Olhando o mar e o sol Linna sentiu que por algum motivo estava aqui. Os antigos diziam que Deus tinha um plano para cada ser vivo. Com o tempo a idéia de Deus caiu em desuso e alguns passaram a viver como autômatos. Como se bastasse repetir as coisas. Acordar, trabalhar, acumular riquezas, consumir.
Celeste pulava as ondas, Hermínio observava o céu e a noite avançava. Acauã chegou com sua alegria e simplicidade. Achou a namorada linda. Diferente. Seus olhos pareciam pacificados e brilhantes... Uma estrela correu o céu... Cada um fez um pedido. A maré começou a subir.
Deixaram a praia. Mas continuaram ligados em pensamentos.
Tudo parecia tranqüilo, a lua despontava cheia no céu. As estrelas brilhavam, e o mar revolto avançava na areia. Celeste olhou para Linna e mostrou que alguma coisa aparecia na praia. Uma sombra escura parecia revolver a areia solta. Um ser bem maior do que celeste aproximava-se do restaurante em que estavam. Ao lado de Hermínio Blanc, estava Lucci Tozz, mais conhecido como Lu, um grande empresário de frutos do mar.

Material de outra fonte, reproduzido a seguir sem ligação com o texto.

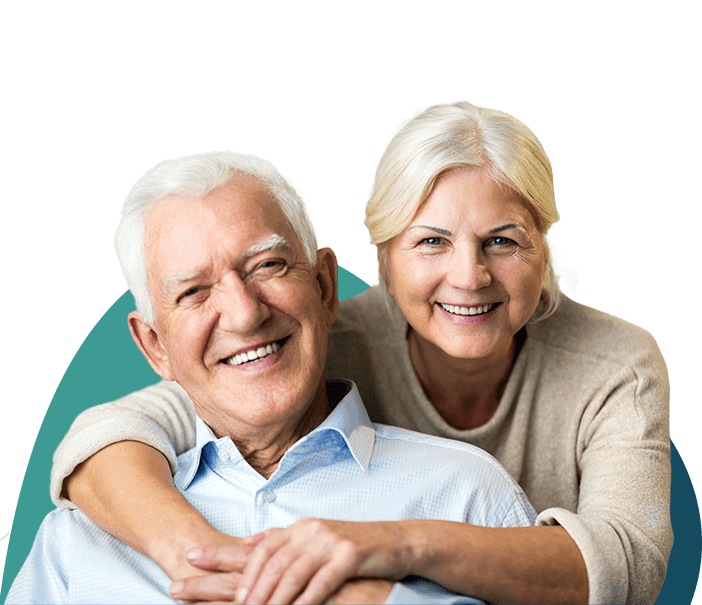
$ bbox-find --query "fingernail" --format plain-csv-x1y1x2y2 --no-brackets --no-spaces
186,547,203,561
236,587,249,604
169,581,183,596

- Linna, aquele é... – Celeste sussurrava para não ser ouvido – Lodo, um ser destrutivo... Ele conecta-se a todos que tem muita ambição.
- Linna! – Acauã chamou a atenção dela – O que houve? Você está falando sozinha?
- Acauã, você não está vendo uma luz ao seu lado?
- Não!- ele respondeu – Você está bem?
Linna acalmou o namorado. Não estava compreendendo esse fenômeno, pois ele sempre via as mesmas coisas que ela. Acauã também fazia parte do Conselho dos Anciãos, falava com os animais; já conhecia seu Animal Guardião. Porque não enxergava Celeste e agora Lodo? Mas, Lodo com certeza viu Linna e sabia que ela o via.
O empresário e o professor discutiam sobre os direitos do homem explorar a vida marítima. Celeste e Lodo eram conhecidos e rivais. Uma tempestade estava se formando sobre o oceano.
Eles comiam espaguete com camarão e bebiam um bom vinho branco. Acauã protestou quando Lu disse que o período de pesca precisava ser ampliado, para manter os custos da produção.
- A vida no mar tem que ser renovada. – disse com muita convicção. Se continuar assim em pouco tempo algumas espécies de peixes vão desaparecer.
- O Mar está mudando – disse Lu – Os custos de produção estão mais elevados do que nunca. Assim o setor não vai agüentar e vai acabar gerando desemprego, sem falar na escassez de produtos.
Enquanto Lu falava Lodo acompanhava atentamente. Celeste fez um sinal para Linna mudar de assunto. Ela aproveitou para perguntar ao professor o que ele achava das mudanças climáticas da Terra.
Um assunto complicadíssimo. Celeste quase desmaiou de pavor. Lodo e Lu ficaram em silencio absoluto. Queriam muito saber a opinião do renomado professor.
- Linna! Não! – disse Celeste – Fala sobre a Cobertura Verde.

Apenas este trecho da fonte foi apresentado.